Ich dachte an die drei Wochen Pause. Mir fiel auf einmal ein, wie mein Sohn irgendwann zu Hause, zwischendurch, völlig unwillkürlich, beim Spielen vor sich hingemurmelt hatte: "Anziehen, öffnen, großen Kreis...." - genau die Worte, die sie gebetsmühlenartig beim Unterrichten in Bezug auf die Beine wiederholt. Sein Gehirn hatte offenbar schwer gearbeitet, während der mehrwöchigen Schwimmpause.

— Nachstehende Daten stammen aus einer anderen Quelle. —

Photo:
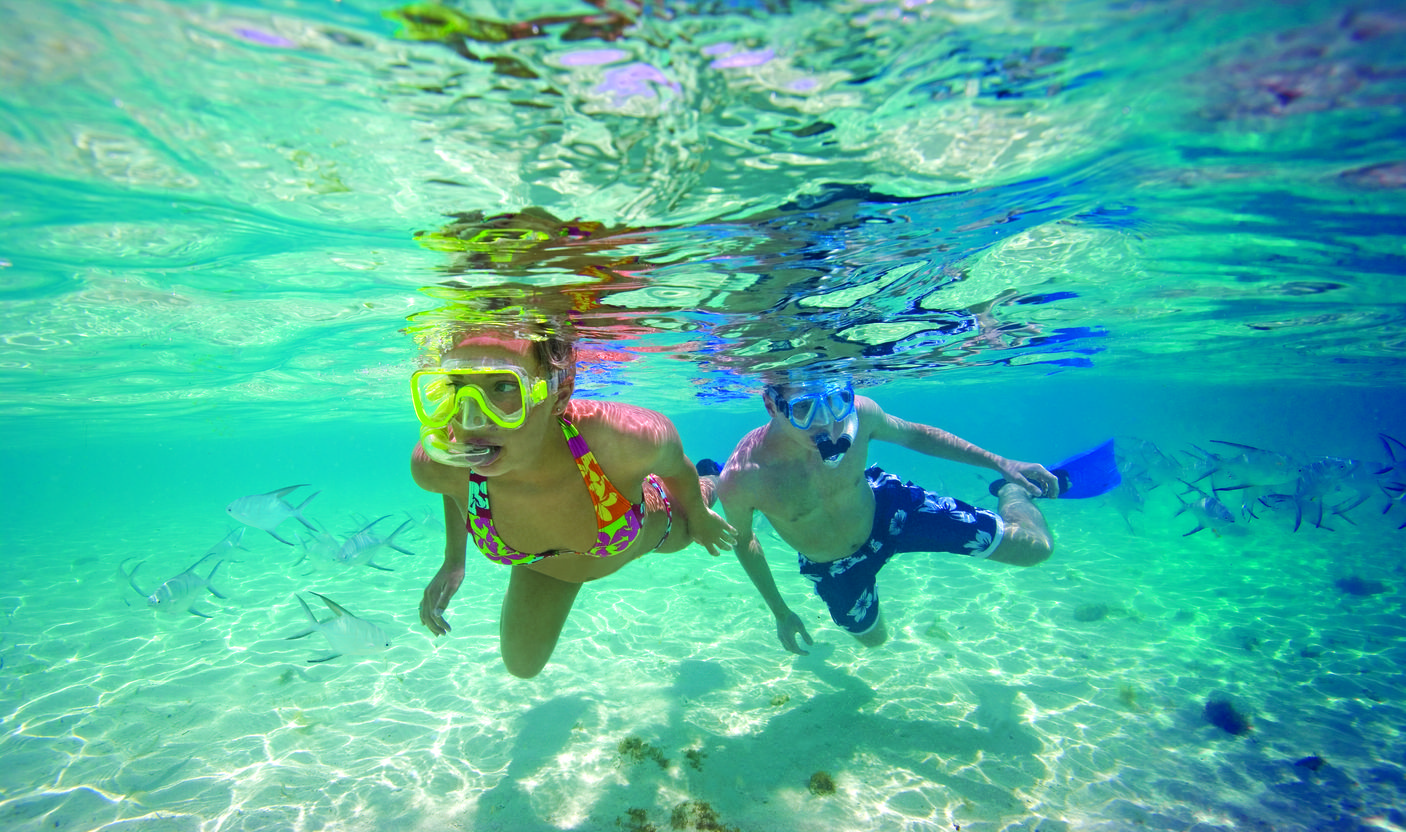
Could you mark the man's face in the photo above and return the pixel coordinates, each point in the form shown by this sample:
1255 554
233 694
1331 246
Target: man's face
823 411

Und wie es dann so manchmal ist, kommt eins zum anderen. Nachdem ich beobachtet hatte, dass einige der älteren Trainingsgruppen mit ihrer Aufwärmroutine ein wenig allein waren, bot ich an, in der Zukunft das halbstündige Warm-up zu übernehmen. Und während ich das die Woche drauf das erste Mal tat -

- erfuhr ich hinterher, dass mein Sohn gerade sein Bronze-Schwimmabzeichen erfolgreich bestanden hatte. (Ich glaube er erfuhr es auch erst hinterher - er dachte er schwimmt jetzt halt ein paar Bahnen.) Diesen Riecher, den die Trainerin da hatte; das Gespür für das richtige Timing - d.h. ihn nicht zu überfordern, aber zum richtigen Moment einen Motivationsschub zu geben - werde ich ihr auch nie vergessen.

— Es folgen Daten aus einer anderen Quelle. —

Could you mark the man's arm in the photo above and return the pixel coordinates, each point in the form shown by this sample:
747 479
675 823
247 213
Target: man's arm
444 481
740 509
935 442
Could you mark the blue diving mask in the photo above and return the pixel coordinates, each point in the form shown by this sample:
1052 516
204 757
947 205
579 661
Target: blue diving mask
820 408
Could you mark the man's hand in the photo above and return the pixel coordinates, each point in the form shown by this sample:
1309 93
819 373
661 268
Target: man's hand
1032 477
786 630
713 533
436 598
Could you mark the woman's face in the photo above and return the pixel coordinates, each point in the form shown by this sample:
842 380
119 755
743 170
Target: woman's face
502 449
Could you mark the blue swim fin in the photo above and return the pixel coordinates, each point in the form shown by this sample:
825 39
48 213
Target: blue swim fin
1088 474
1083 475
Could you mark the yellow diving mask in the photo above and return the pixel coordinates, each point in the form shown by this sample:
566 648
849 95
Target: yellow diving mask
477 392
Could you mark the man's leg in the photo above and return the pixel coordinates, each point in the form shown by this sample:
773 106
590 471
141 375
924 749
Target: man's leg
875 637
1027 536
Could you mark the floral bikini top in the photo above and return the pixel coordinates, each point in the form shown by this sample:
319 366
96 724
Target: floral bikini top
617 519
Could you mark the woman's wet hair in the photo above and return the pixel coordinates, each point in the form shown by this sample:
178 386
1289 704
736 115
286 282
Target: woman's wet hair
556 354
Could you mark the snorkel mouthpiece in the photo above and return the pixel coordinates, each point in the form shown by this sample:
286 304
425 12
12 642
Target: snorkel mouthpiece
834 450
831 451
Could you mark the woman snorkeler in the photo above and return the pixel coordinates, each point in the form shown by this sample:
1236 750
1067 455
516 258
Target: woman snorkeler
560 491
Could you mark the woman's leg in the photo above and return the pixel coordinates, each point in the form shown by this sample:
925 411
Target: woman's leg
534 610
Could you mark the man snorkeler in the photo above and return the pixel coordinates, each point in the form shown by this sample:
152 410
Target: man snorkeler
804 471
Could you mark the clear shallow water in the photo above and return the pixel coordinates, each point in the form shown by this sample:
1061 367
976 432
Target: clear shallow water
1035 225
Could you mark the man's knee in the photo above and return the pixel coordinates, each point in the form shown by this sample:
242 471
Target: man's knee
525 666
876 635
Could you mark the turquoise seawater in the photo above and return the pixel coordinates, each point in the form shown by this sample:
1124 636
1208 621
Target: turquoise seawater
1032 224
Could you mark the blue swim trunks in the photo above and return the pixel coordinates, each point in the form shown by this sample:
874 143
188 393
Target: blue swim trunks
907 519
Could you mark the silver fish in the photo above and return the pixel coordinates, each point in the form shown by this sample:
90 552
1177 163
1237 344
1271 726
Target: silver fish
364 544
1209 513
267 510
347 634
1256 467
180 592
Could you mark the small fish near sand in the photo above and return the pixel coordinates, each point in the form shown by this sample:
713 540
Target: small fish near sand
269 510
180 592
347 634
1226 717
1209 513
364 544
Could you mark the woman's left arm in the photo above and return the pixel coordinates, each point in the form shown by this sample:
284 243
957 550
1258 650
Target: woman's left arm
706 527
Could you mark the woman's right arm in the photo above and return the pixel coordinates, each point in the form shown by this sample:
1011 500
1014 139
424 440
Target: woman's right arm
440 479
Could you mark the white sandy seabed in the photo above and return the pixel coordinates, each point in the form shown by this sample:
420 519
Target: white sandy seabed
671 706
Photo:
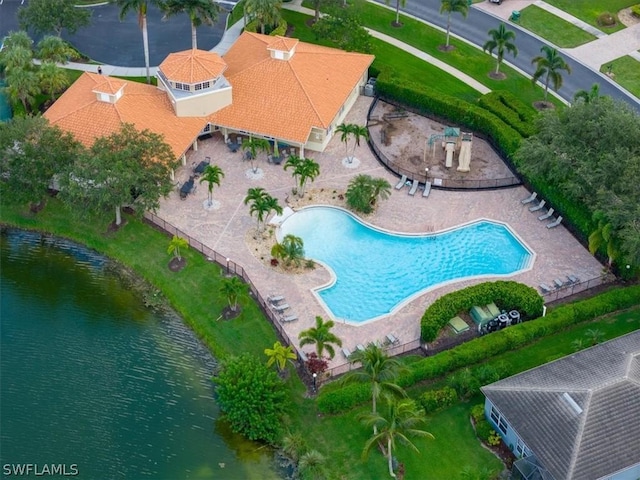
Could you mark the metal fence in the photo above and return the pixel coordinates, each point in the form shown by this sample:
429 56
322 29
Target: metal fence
448 183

Egal, wie sich das Ganze weiterentwickelt. Vielleicht schafft er irgendwann den Anschluss an eine Trainingsgruppe - vielleicht auch nicht; vielleicht will er irgendwann mehr schwimmen - vielleicht aber lieber aufhören. Aber allein das, was bisher war - hat ihn enorm gestärkt. Ihm gezeigt, wie das Leben, mit allen Hürden und Zähigkeiten funktioniert - und eben nicht immer ein gut gepolsteter Schonraum ist. Vor allem aber, dass er auf sich vertrauen kann, und manche Dinge einfach Zeit brauchen.

Vielleicht hat diese Entwicklung auch alle anderen Beteiligten - Trainer, andere Kinder, zuschauende Eltern - erfahren lassen, was möglich ist. Und sie berührt. Auch ihnen gezeigt, dass sie auf sich vertrauen können, und dass manche Dinge einfach Zeit brauchen.

Märchen entstehen halt nicht von ungefähr - sondern in kleinen Schritten, zahlreichen Wiederholungen, ehrlichen Gesprächen und regelmäßigen Pausen.